Par ailleurs, l’anglais est une langue sans genre ni accord particulier. Pas de féminin, ni de masculin et encore moins de neutre (contrairement à l’allemand ou au russe par exemple). Un petit garçon et une petite fille en français deviennent donc en anglais a little boy et a little girl.
Enfin, l’anglais comprend un grand nombre de mots monosyllabiques lorsque plusieurs syllabes sont nécessaires dans d’autres langues. Manger eat, penser think, apporter bring, laisser let, dormir sleep, nager swim, courir run… Court et efficace ! Faites le test vous-mêmes, cela fonctionne pour un grand nombre de verbes et d’adjectifs.
Une langue globale simpliste ?
Pour certains, le statut incontesté de langue globale de l’anglais serait dû à sa simplicité. Aucune langue ne serait plus simple à apprendre. Le pouvoir culturel de l’anglais, autrement dit son soft power, est tellement puissant qu’on en est convaincus. Entre chansons, séries et films, difficile d’échapper à son aire d’influence. L’anglais est partout… mais souvent sous une forme simplifiée !
Les linguistes lui ont même trouvé un nom : le globish. Ce sont ces quelques mots baragouinés d’anglais qui permettent de s’en sortir dans la plupart des situations, que ce soit en vacances ou en déplacement professionnel. Ce n’est donc pas la langue anglaise en soi qui est facile. Ce qui est facile, c’est de croire qu’on parle anglais !
De plus, apprendre l’anglais est plus simple pour un Norvégien que pour un Kazakh. Le degré d’éloignement avec la langue maternelle est à prendre en compte. L’anglais est une langue indo-européenne (au même titre que le français, le polonais ou le portugais par exemple) qui fait plus précisément partie de la famille des langues germaniques avec entre autres l’allemand, le néerlandais et le norvégien.
En Scandinavie, le taux de maîtrise de l’anglais frôle ainsi souvent les 100 %. Ce qui est loin d’être le cas à Astana, capitale du Kazakhstan. Le constat se base sur la langue maternelle mais aussi sur le rapport historique à l’anglais. Ainsi, au Kazakhstan, ex-pays d’URSS, on préférerait voir le russe devenir langue internationale. Ou même le turc, langue de la même famille que le kazakh. On vous dira peut-être que le russe est simpliste comparé à l’anglais. Qui a raison ? Ce n’est qu’une question de point de vue et d’habitude.
Le pire de la langue de Shakespeare
Les difficultés de l’anglais sont trop souvent sous-estimées. Ainsi, les verbes irréguliers sont nombreux. Les tableaux à apprendre par cœur n’ont-ils pas donné des cauchemars à tous les collégiens ? Et que dire des pluriels des noms ? Suffit-il toujours d’ajouter un -s ? Encore, il y a des exceptions. Pourquoi le mot louse (pou) donne-t-il lice au pluriel quand house (une maison) donne houses ? L’anglais, toujours aussi simpliste ?

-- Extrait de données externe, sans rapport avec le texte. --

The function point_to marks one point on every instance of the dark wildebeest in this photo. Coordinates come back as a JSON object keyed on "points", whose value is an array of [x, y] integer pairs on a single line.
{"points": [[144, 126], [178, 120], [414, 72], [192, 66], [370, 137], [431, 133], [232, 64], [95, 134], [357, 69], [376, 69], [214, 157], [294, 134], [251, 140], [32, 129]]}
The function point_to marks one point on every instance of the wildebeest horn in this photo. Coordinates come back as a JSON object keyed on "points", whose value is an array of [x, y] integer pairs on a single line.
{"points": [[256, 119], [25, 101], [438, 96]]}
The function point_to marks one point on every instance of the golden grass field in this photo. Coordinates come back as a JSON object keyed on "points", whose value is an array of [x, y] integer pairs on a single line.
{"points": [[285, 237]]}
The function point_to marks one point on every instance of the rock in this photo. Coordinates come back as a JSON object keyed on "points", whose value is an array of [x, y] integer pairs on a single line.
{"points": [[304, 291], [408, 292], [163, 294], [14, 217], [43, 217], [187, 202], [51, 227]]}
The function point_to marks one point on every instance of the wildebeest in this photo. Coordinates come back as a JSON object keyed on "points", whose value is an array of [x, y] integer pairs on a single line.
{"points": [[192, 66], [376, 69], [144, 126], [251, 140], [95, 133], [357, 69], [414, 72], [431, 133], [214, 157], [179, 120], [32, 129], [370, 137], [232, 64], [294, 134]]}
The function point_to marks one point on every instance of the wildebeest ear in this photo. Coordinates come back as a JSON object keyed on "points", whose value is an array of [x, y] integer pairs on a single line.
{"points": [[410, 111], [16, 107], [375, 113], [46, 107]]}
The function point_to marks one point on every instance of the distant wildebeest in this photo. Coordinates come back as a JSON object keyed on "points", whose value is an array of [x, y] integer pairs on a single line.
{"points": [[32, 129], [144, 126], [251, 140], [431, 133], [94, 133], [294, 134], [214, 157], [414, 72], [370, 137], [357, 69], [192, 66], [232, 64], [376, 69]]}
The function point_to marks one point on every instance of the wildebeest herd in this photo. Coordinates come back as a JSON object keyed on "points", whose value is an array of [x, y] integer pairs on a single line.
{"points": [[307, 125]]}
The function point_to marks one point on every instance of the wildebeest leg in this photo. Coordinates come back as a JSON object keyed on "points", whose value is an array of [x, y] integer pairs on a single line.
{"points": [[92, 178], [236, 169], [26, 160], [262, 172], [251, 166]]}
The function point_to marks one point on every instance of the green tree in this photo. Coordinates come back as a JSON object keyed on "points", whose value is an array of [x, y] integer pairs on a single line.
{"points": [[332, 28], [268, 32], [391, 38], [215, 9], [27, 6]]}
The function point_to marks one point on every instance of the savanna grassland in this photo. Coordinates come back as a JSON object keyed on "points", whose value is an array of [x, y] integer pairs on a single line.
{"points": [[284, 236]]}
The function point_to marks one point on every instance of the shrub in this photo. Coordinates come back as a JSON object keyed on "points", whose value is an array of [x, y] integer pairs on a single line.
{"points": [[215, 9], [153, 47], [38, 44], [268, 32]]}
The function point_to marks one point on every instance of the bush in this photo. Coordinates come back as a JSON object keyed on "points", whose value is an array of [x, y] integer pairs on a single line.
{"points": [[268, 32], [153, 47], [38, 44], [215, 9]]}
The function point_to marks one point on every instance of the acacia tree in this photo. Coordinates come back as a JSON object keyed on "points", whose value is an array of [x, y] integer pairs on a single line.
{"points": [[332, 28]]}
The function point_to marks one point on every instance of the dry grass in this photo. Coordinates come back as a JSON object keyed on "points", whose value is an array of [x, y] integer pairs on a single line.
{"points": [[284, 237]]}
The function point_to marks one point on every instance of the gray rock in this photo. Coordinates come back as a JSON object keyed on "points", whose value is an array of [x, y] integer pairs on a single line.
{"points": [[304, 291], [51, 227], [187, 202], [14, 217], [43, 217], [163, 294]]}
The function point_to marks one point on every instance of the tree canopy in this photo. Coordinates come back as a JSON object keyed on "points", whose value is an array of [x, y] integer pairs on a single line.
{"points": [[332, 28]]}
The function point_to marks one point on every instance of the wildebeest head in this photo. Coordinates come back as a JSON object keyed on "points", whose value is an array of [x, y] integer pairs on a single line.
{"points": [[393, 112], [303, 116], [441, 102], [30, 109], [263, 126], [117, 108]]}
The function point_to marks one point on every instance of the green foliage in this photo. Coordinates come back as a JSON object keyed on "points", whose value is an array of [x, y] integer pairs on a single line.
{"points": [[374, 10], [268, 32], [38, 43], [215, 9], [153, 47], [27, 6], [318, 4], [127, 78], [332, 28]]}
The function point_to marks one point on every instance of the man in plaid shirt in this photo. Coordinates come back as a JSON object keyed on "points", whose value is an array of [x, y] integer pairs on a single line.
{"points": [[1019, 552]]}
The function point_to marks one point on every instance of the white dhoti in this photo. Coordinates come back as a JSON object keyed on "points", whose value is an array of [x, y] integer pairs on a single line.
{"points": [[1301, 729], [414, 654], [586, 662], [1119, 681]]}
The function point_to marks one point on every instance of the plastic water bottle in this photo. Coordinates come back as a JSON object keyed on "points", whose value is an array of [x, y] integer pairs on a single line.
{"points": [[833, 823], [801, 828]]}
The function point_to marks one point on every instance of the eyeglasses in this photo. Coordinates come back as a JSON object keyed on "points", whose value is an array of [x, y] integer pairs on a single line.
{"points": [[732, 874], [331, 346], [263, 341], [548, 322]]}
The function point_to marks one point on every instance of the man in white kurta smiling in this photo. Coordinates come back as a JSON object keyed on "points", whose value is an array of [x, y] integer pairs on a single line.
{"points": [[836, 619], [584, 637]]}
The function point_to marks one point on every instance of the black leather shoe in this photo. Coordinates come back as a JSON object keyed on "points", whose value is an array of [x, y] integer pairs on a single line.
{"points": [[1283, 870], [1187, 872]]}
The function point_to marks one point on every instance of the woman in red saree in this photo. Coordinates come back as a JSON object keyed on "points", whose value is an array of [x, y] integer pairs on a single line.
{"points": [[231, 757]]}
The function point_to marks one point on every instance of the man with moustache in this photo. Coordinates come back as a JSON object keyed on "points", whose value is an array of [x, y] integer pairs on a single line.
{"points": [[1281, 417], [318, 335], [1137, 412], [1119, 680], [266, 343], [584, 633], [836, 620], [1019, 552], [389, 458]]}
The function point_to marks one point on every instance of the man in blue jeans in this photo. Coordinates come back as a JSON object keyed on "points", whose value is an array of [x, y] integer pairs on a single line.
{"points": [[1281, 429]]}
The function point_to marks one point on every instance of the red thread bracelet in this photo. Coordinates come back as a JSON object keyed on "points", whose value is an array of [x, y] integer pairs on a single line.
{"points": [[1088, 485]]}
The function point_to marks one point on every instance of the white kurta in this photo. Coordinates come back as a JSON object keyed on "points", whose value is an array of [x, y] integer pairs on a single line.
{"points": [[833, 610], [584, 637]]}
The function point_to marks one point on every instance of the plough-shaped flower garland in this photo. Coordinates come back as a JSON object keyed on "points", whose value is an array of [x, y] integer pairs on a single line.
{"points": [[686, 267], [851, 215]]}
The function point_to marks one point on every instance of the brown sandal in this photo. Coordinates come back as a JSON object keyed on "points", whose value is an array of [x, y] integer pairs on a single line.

Et la langue peut devenir encore plus subtile. Le français comporte de nombreuses expressions imagées comme « prendre ses jambes à son cou », « avoir l’estomac dans les talons » ou encore « tomber dans les pommes ». Il ne suffit pas de connaître le sens isolé des mots pour comprendre ces expressions. Ce sont des expressions idiomatiques et il en existe également beaucoup en anglais : it rains cats and dogs (il pleut des cordes, littéralement ici : des chiens et des chats) ou stop pulling my leg! (arrête de m’embêter, littéralement ici : de tirer ma jambe). Plus encore, les anglophones raffolent des particules qu’ils associent aux verbes pour former des phrasal verbs. Look at signifie regarder, look for chercher, look after s’occuper de, look up admirer et look down mépriser. De même, take up, take off, take on et take over signifient respectivement relever (un défi), décoller, assumer et prendre la relève. On en perdrait presque son latin !
Pour finir en beauté, la prononciation ! Les Français ne sont pas les seuls à lutter avec les th (to think ou to sink?) ou la longueur des « i » (ship ou sheep ?). Essayez de faire la différence à l’oral entre right, write et white. La prononciation de la langue anglaise ne suit à première vue aucune règle logique : si cough, through et though ont la même terminaison, alors pourquoi ces mots ne riment-ils pas ?
« If you talk to a man in a language he understands, that goes to his head. If you talk to him in his own language, that goes to his heart. »
Comme toute langue, l’anglais dispose donc de ses propres règles et structures et demande les mêmes efforts d’apprentissage. S’il est faux de trouver l’anglais simpliste, il l’est tout autant de croire que parler anglais suffit pour communiquer à l’étranger. Croire qu’apprendre d’autres langues que l’anglais serait une perte de temps est un cliché certes moins répandu, mais tout aussi ravageur. Comme le disait Nelson Mandela : « Si vous parlez à un homme dans une langue qu’il comprend, cela va dans sa tête. Si vous lui parlez dans sa langue, cela va dans son cœur. »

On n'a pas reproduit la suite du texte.